Pull my tail. Meant literally in #1: the tail of the squirrel flashlight is its on-off switch. But then there are senses of tail and pull that the copy writers for the ad surely did not have in mind.
— the noun tail ‘buttocks, ass’, but also (from Chaucer on) ‘penis’. The first begins with an animal’s tail, extended metonymically to the animal’s hindquarters and then metaphorically to the hindquarters, the buttocks, of human beings. The second is a metaphorical development from an animal’s tail as an elongated object to the penis.
— the verb pull. Beyond the caused-motion uses of this verb, from GDoS:
7 to masturbate; usu. in comb. with a n. meaning penis [e.g. pull one’s pud, pull one’s pork, pull one’s duff, pull one’s taffy] [GDoS has a 1994 cite with pulling himself ‘masturbating’]
And then for the verb pull off:
2 to masturbate, oneself or another person [with, among the cites: from 1909 James Joyce pulled myself off; 1922 James Joyce pulled him off into my handkerchief; and 1970 go to the head and pull off (intransitive understood reflexively)]
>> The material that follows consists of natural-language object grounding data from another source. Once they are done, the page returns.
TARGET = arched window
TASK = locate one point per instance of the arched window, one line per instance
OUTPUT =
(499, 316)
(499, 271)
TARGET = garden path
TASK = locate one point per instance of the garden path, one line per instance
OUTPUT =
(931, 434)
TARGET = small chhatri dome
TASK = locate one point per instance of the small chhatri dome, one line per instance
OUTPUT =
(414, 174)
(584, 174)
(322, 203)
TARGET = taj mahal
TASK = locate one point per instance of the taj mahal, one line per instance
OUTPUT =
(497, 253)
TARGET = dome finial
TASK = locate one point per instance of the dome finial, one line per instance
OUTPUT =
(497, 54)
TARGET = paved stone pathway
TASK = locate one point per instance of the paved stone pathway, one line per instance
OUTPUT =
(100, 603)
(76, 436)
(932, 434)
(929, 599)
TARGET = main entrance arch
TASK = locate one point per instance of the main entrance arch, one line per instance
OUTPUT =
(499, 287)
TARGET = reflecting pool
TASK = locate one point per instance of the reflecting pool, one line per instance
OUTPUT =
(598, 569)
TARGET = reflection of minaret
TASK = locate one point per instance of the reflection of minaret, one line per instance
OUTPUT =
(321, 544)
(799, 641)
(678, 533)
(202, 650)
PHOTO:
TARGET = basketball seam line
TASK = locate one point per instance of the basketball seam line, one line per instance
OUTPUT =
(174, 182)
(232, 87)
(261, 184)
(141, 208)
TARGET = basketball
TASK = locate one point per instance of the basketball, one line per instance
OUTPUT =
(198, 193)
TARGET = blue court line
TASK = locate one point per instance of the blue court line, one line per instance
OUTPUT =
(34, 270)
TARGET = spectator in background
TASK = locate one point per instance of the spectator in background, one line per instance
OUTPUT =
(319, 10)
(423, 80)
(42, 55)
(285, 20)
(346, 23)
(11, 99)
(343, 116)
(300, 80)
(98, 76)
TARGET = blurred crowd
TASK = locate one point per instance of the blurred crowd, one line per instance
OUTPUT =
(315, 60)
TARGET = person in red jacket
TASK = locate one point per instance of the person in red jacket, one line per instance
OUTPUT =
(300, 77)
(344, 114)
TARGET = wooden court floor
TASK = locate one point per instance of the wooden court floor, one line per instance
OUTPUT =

Similarly in OED3 (Sept. 2007):
P13. coarse slang. to pull one’s (or the) pud (also pudding, wire, etc.): (of a man) to masturbate. [1st cite 1927]
And for to pull off:
5. transitive (frequently reflexive). coarse slang. To masturbate (a man); to cause (a man) to ejaculate by masturbation. [1st cite the 1909 Joyce]
In any case, we then get pull s.o.‘s tail ‘masturbate s.o., jack s.o. off’. And, indeed, if you pull my tail in that sense, my eyes will light up. Of squirrels I cannot speak, but I’d advise against trying to masturbate them.
Pulling tails and fingers. An assortment of cultural practices.
— pulling an animal’s tail, as a way of teasing or pestering the animal; pulling someone’s ponytail, as a way of teasing or pestering them
— Pull My Tail, a tagging game for children
— a traditional riddle: Round as a button, Deep as a well. If you want me to talk, You must first pull my tail. What am I? (Answer: a bell. The rope for ringing the bell is its tail.)
— an antique cow toy: pull its tail and it moos
— (cousin to the cow toy) from Wikipedia:
Pull my finger is a joke or prank regarding flatulence in which a victim is asked to pull the finger of the joker, who simultaneously breaks wind so as to suggest a causal relationship between the two events. [with many variants]
December 1, 2021 at 8:34 am |
I note that, at least according to my (now fairly old) Cassell’s German-English dictionary, the German word Schwanz has the tail of an animal as its primary meaning, but is also slang for penis, roughly equivalent to English cock and prick.
December 1, 2021 at 8:48 am |
Indeed, and I’ve probably remarked on that in an earlier posting. Also on French queue ‘tail (of an animal), (slang) penis’. No doubt this natural metaphor has been exploited in plenty of languages (including those beyond Indo-European).